Making piadina at home is relatively easy, and you can customize it to your liking by adding different ingredients. Check out also the recipe for these mini Parmesan Flatbreads.
Why You Will Love Piadina
If you are a fan of Italian cuisine, you will love this piadina recipe. This flatbread is a staple of the Romagna region of Italy, and it has been enjoyed for centuries.
- Versatility: One of the best things about piadina is its versatility. This flatbread can be enjoyed in many different ways. You can eat it plain, or you can use it as a base for sandwiches, wraps, or even pizzas. You can stuff it with cheese, vegetables, or meats, or you can use it as a side dish for soups or stews. The possibilities are endless.
- Easy to Make: Piadina is also incredibly easy to make. You only need a few basic ingredients, such as flour, water, salt, and olive oil. You don't need any special equipment or skills. You can make piadina in just a few minutes, and it can be enjoyed fresh off the griddle.
- Delicious: Most importantly, piadina is delicious. This flatbread has a slightly crispy exterior and a soft, chewy interior. It has a mild, nutty flavor that pairs well with a variety of ingredients. Whether you are in the mood for something savory or sweet, piadina is the perfect canvas for your culinary creations.
💭 What is Piadina
Piadina Romagnola is a traditional Italian flat bread that originated in the part of the Emilia-Romagna region of Italy. It's a simple quick bread made from flour, water, salt, and either lard or olive oil. It's a popular street food in the region and is often filled with a variety of ingredients, including cold cuts such as prosciutto di Parma, salami, or ham. Cheese, especially soft cheese like Stracchino, Squaquerone, fresh mozzarella, or Crescenza, and vegetables like fresh arugula or cooked spinach.
Piadina has a long history and ancient origins that date back to the Middle Ages, and it has been a staple of Italian cuisine ever since. The bread was originally made by farmers in the region, who would take it with them to work in the fields. It was a simple and filling food that could be eaten on the go.
Giovanni Pascoli, a famous Italian poet, wrote about piadina in one of his poems, which helped to popularize the bread outside of the Emilia Romagna region. Today, piadina is enjoyed all over Italy and is often served in restaurants and cafes.
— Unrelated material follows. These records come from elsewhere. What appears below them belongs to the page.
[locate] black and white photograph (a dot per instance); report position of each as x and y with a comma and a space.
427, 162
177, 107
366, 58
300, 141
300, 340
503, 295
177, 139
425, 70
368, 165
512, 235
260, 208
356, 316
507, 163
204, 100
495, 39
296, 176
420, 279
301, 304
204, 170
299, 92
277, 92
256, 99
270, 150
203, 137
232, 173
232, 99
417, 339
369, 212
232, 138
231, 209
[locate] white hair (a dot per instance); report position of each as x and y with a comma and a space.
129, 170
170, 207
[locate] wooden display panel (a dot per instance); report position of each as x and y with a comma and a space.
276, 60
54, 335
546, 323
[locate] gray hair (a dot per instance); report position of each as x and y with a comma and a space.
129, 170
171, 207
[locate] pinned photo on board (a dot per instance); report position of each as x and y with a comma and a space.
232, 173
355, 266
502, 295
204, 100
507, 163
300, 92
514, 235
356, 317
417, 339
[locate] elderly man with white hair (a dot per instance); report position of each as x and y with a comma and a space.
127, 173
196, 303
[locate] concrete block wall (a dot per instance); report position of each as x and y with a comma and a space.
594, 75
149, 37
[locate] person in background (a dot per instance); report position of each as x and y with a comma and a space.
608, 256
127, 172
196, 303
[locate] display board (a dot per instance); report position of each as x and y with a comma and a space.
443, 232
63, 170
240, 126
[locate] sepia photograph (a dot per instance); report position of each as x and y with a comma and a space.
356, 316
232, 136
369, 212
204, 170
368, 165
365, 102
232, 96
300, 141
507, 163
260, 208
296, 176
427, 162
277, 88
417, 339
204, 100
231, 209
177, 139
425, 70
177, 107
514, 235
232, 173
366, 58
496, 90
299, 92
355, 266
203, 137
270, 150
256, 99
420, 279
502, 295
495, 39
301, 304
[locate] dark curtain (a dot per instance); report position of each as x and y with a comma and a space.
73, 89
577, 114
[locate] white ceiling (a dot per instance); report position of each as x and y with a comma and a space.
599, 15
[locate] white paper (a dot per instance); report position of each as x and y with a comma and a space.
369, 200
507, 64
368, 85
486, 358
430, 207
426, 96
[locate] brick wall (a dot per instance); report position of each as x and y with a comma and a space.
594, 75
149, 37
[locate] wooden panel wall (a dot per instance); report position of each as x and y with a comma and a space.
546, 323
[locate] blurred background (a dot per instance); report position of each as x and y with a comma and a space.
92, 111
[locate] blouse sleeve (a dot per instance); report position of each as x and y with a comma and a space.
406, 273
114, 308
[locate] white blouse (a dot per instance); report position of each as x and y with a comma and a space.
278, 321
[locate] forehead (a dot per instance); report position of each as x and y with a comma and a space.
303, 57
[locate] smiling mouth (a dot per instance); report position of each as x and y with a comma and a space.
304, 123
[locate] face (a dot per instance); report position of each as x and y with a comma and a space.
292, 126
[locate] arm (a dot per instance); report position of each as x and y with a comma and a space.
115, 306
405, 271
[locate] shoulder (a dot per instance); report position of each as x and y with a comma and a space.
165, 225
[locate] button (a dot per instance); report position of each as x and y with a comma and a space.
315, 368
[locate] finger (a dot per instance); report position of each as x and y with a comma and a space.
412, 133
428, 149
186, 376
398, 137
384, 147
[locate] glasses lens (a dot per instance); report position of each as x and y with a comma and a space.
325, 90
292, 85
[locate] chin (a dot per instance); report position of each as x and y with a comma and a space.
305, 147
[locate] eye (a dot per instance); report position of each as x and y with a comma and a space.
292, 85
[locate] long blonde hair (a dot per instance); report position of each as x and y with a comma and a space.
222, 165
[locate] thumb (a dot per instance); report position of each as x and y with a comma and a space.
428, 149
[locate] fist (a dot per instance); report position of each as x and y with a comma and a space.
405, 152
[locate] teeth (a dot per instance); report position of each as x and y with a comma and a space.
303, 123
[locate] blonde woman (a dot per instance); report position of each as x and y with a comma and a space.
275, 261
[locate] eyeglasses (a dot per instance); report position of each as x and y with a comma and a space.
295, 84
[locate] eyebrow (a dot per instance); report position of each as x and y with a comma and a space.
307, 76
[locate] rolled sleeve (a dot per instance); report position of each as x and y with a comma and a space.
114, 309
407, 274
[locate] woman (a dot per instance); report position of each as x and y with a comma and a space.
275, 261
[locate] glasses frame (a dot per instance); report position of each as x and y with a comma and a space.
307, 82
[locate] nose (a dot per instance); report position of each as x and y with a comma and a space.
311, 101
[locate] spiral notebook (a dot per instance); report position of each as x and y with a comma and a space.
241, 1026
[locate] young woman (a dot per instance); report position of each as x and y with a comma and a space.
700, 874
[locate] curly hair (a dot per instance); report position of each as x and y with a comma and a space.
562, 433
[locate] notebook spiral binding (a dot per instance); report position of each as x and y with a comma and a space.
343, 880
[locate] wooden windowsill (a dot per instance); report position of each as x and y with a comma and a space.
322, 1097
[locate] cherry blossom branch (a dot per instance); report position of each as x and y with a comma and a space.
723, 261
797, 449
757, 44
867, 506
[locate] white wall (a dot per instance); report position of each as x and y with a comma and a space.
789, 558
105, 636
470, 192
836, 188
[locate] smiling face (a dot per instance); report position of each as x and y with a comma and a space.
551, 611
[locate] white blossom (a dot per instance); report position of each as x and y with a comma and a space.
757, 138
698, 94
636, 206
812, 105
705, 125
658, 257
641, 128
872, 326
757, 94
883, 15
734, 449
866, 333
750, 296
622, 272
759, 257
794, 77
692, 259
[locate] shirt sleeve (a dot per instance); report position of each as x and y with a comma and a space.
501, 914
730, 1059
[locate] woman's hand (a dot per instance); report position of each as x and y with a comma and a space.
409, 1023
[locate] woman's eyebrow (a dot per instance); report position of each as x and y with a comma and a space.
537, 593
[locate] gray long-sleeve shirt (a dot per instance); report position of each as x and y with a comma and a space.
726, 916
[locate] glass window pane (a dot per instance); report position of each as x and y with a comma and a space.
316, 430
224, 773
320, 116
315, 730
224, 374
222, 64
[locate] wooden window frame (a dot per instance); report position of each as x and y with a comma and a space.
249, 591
Another popular version is called Crescia Sfogliata. It is a traditional Italian flatbread from Marche, and it is characterized by its flaky, layered texture, often made with lard and eggs.
🧾 Ingredients & Substitutions
To make the basic recipe for piadina, you need a few basic ingredients: flour, water, salt, and fat.
- Flour: The type of flour used is important. The traditional flour used in Romagna, the birthplace of piadina, is a type of wheat flour called "farina di grano tenero". All-purpose flour is the best substitute. It's important to note that piadina is a flatbread and not leavened bread, so yeast is not used. Baking soda can be used as a leavening agent to help it rise slightly.
- Water: Water is used to make the dough pliable. Milk can also be used instead of water for a softer texture.
- Olive Oil: Traditionally, lard is used, but olive oil (better if extra-virgin olive oil) is a popular substitute for a lighter and crisper piadina. Or you can use vegetable shortening for a different version.
- Fillings: When it comes to fillings, the possibilities are endless. Traditional fillings include cured meats, such as prosciutto, Italian ham, or mortadella, and cheese, such as squacquerone or stracchino. However, you can also get creative and use ingredients such as grilled vegetables or Nutella for a sweet twist.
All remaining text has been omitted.